Looking forward to the exhibition, Andy told the Globe: “When OMD started to be a functioning band again one of the first calls came from Peter, who reminded me that many years ago, we decided to do an audio/visual installation. "We share this fascination with industrial sites, because they are very powerful, visual objects. Peter has for many years had this mantra ‘It all looks like art to me now’ and this is the philosophy behind the installation.

“Rather than re-hash Stanlow we decided to do some new visuals and create new pieces of music. The amazing thing was that all of the sites allowed us in to film. "We now have a suite of five pieces of music that are based on what we have heard and saw during our visits. In the films, we have chosen to make no political or moral judgements on the places featured. I think that people will go and make up their own minds and be enchanted by it.”

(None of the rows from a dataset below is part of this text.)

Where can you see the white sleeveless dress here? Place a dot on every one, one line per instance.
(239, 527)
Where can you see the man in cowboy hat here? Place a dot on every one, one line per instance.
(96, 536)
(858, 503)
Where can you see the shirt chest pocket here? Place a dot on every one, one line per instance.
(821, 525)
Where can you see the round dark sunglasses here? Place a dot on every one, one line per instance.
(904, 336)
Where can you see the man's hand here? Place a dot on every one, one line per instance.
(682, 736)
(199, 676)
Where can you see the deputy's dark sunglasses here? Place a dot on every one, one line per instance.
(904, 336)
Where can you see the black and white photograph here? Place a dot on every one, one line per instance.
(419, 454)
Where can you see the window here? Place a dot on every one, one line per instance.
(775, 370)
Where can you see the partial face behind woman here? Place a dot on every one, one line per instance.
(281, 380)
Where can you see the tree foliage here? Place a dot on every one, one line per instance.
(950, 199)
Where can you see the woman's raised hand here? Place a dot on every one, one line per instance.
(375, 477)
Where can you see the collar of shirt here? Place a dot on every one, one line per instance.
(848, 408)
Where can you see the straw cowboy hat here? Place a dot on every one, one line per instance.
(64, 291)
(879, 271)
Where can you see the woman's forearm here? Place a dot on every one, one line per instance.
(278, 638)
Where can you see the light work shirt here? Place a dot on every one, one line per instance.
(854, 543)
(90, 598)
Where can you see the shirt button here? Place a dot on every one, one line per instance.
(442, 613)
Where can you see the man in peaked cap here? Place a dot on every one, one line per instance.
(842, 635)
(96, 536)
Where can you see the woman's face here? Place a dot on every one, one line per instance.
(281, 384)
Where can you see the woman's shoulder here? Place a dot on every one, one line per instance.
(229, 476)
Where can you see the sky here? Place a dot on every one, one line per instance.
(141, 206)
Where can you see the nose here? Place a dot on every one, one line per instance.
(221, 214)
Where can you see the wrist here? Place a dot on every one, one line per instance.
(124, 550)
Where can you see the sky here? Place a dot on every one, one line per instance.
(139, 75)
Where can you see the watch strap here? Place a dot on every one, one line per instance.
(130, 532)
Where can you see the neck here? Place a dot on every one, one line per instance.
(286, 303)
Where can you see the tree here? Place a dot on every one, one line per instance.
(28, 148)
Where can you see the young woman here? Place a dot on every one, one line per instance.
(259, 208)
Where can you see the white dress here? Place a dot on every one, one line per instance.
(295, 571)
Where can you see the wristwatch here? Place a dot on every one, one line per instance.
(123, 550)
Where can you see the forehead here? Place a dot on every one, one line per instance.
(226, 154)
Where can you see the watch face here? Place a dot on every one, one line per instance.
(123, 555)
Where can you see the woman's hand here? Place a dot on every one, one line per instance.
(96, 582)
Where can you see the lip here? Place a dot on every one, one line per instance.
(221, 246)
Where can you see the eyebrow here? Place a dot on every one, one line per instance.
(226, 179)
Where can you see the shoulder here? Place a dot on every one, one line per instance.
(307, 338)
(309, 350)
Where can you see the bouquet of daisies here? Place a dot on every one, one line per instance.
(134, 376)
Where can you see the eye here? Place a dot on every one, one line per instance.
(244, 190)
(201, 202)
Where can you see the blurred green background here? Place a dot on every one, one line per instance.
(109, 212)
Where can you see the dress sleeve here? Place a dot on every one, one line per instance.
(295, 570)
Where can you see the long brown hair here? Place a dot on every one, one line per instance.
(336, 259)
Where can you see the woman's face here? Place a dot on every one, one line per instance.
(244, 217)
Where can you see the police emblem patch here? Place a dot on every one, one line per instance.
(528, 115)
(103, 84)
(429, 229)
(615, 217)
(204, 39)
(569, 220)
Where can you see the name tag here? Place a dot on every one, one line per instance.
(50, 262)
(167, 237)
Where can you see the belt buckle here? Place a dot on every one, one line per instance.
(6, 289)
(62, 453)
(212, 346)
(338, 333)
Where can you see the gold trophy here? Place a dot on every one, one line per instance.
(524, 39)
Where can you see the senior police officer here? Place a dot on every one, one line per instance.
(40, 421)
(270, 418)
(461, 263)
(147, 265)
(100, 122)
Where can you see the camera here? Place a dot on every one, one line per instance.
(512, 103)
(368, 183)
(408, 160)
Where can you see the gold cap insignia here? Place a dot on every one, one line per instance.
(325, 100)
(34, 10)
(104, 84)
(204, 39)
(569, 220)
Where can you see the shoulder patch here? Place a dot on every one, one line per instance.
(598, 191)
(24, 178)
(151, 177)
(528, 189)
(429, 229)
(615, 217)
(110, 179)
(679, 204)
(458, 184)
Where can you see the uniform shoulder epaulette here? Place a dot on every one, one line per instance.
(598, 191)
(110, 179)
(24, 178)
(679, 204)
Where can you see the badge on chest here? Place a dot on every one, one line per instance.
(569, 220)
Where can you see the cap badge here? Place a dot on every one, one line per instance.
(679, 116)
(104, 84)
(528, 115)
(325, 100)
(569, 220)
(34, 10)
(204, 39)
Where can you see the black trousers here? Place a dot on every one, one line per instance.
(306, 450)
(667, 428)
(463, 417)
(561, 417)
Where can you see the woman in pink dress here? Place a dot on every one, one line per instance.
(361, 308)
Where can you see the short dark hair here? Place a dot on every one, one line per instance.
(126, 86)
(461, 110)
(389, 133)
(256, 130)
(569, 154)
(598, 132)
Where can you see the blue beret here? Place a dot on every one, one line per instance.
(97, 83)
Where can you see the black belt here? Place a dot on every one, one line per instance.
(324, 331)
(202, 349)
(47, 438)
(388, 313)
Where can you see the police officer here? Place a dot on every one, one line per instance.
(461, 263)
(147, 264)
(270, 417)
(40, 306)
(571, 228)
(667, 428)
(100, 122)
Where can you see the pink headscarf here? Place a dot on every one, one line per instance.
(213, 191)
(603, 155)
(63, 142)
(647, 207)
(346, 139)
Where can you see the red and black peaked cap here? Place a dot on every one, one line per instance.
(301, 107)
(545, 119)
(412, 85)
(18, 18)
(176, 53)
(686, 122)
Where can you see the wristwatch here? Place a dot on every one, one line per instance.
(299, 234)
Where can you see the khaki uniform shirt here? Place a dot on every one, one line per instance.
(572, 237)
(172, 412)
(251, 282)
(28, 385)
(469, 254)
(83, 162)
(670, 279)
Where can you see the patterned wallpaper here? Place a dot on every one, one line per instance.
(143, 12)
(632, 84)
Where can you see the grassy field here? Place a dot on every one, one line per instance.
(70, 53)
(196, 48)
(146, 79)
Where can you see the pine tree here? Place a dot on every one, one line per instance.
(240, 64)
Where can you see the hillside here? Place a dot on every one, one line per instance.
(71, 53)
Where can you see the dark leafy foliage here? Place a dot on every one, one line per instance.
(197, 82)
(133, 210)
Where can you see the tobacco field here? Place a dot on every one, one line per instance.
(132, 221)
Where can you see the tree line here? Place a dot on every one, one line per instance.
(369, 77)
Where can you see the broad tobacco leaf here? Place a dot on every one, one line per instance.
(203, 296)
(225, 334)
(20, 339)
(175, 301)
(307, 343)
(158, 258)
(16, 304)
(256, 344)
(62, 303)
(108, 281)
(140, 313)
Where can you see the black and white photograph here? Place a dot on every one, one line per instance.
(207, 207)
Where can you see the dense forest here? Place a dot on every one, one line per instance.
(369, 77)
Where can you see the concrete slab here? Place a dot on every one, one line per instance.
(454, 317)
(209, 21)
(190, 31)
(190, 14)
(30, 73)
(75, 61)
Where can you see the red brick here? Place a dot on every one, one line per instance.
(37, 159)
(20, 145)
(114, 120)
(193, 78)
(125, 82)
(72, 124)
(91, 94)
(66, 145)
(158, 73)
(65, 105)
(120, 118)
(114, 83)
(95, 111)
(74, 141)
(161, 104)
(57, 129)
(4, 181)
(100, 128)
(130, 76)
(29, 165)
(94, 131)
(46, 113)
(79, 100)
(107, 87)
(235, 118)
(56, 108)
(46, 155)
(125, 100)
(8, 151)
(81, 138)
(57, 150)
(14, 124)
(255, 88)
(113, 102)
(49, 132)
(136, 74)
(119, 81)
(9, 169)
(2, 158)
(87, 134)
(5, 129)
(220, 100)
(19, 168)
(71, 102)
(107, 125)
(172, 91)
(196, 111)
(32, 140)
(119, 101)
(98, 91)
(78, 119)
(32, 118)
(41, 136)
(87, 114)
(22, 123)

The former Calday Grange Grammar School pupil continued: “The audience will have preconceptions and I hope it will make people look at and think about the buildings’ surroundings with new eyes. We could have taken sponsorship from the companies which own the sites, but decided not to and have funded this ourselves.

“During our research we noticed that as you approach Point of Ayr there is this eerie silence and a low buzz, which is in the key of G.”

The other stations weren’t in any particular key. Their work is part of “Ding Dong”, a major exhibition of sound, design music and interaction that forms part of the Capital of Culture.